Artillery Marines and KC-130 loadmasters worked together to maneuver the NMESIS inside the body of the plane. The aircraft and NMESIS stayed on the ground, but the evolution highlighted the system’s ability to go to any location serviceable by a KC-130.
“This scenario is representative of the real-world challenges and missions the Navy and Marine Corps will be facing together in the future,” said Brig. Gen. A. J. Pasagian, commander of Marine Corps Systems Command. “This exercise also provided an opportunity for us to work alongside our service partners to refine Force Design 2030 modernization concepts.”
The next day, the NMESIS was loaded onto an LCAC and transported round-trip to the well deck of the USS San Diego, an amphibious transport dock. This demonstration of the system’s transportability and mobility, as well as the previous loading aboard the KC-130, highlighted the operational flexibility artillery Marines will provide in the future to Fleet commanders seeking to achieve sea denial or sea control in important areas of the ocean.
“It’s not like a traditional cannon fire direction center with lots of noise and chaos as calls for fire are being processed,” said Neikirk. “A track comes in, gets analyzed, disseminated and engaged. Then we’re on to the next one.”
The sinking exercise operation at PMRF highlighted the new and important roles Marines will play for the naval and joint force in future global competition and conflict involving key maritime terrain. Marine fires EABs will create options for Fleet commanders either with their own weapons systems or by playing a key role in enabling the joint targeting and fires process.
“While the systems and methods used to locate maritime targets are classified, they enable our EABs to sense and make sense of the threat environment. Long-range precision fires can then be delivered from Marine platforms or handed off to the joint force for optimal attack,” Neikirk said.
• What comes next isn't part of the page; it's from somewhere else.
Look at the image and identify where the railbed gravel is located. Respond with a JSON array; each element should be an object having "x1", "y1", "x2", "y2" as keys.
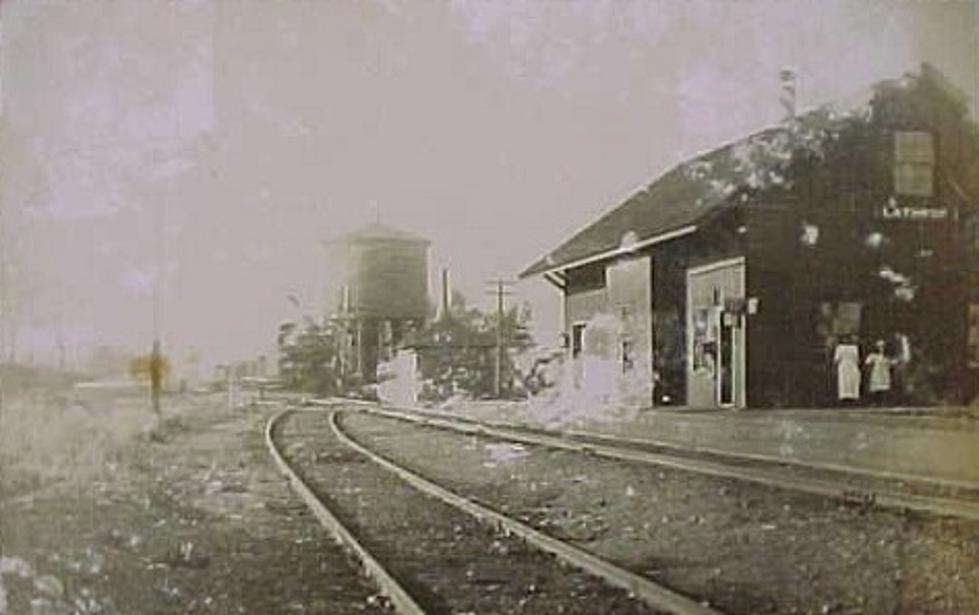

Large Scale Exercise 2021 set conditions for future large-scale naval exercises, and demonstrated the naval services’ ability to employ precise, long-range, and overwhelming force in a contested environment. The exercise involved forces and ships from three naval component commands, five numbered fleets, and all three Marine Expeditionary Forces spanning 17 time zones. It is the first iteration of what will become a triennial exercise with allies and partners from around the world.